In this passage, the Lord Jesus speaks to us about the meaning of His soon coming death, comparing it to a grain of wheat. While its exterior remains intact, the life that abides inside cannot multiply itself. For this to happen, the grain of wheat has to be buried and die, in other words, its exterior covering has to be broken, so that from its innermost part, life will grow and multiply, as a stalk of wheat loaded with hundreds of new grains.

And precisely that is what happened. Before dying, only the Lord Jesus possessed the life as the Only Begotten of God. But, because He accepted to die on the cross, it was possible for that life to be liberated and expanded toward us. Thus He became the first begotten among many brethren (Romans 8:29). In this way, He gave birth to the church which is flesh of His flesh and bone of His bone. And God, at last obtained the corporate man that He sought from the beginning, the One Paul also calls the new man (Ephesians 2:15).

The death of the Lord Jesus, then, had a double objective: on the one side, in its negative aspect, to rescue us from sin, liberating us from Satan and death. On the other side, in its positive dimension, He consummated the eternal purpose of Father God, giving life to the church, the heavenly race that carries within the very image of God.

This is the eternal and unshakeable foundation revealed to John and to the rest of the apostles during those glorious years: Christ, the Son of God. Without Me ye can do nothing (John 15:5) was His most important lesson for those that later would have to face the immense task to give historical form to such a church. But, the work was done, and the foundation established. God Himself laid the foundation. "For other foundation can no man lay than that is laid, which is Jesus Christ" (1 Corinthians 3:11).
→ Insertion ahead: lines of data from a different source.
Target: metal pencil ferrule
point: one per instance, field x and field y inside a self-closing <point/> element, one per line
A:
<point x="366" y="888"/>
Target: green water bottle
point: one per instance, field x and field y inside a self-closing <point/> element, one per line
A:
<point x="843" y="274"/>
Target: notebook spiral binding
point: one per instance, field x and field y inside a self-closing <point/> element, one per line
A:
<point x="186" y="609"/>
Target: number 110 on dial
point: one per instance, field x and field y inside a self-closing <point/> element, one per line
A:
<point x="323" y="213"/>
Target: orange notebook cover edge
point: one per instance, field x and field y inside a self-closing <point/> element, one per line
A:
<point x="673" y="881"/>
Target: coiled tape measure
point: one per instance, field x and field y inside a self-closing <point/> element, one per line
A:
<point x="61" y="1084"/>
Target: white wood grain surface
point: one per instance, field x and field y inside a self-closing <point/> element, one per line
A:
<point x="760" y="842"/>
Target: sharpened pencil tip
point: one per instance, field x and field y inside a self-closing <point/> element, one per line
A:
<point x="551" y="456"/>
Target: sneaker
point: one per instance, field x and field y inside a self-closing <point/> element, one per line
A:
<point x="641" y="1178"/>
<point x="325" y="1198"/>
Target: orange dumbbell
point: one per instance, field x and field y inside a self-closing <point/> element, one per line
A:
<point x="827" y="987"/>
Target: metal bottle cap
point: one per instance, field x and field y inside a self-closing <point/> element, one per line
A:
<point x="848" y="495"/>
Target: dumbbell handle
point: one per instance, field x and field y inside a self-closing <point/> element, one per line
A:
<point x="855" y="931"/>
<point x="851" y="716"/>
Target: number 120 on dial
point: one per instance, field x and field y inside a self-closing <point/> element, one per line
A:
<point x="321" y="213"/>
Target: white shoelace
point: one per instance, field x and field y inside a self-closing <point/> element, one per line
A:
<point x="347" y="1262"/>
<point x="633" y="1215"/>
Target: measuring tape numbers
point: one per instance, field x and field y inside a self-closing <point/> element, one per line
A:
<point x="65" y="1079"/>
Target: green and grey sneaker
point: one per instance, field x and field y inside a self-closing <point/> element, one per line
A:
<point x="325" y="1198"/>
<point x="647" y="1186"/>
Can we see, now, how absolutely Christ-centric God's work is and--in the same token--how Christ-centric the ministry of those that serve Him has to be? God's objective, precisely during the years that Jesus spent together with the apostles was to establish this unshakable foundation in their lives, because finally, after living with Him 24 hours a day, for about 1,100 consecutive days, they came to know Him in a profound, intimate and real way.

His character, methodology, tenderness, compassion, and patience, as well as His way of dealing with people, His unlimited dedication, His ardent love for Father God and God's Will, were finally adhering to every fiber of His disciples, bonding them and penetrating them to the marrow of their existence. And, simultaneously, that Life was irradiating itself among them, kneading them together, intertwining them, soothing sharp bristles and rough corners, creating indestructible knots of love, care, patience, tolerance and forgiveness.

The long years that followed were going to test those bonds in a colossal way. But it is a perennial tribute to the Master Who made them, that, even during the most severe trials, those bonds were never destroyed.

And that was the historical matrix of the church, although its origin, as we have seen, can be traced back into eternity past.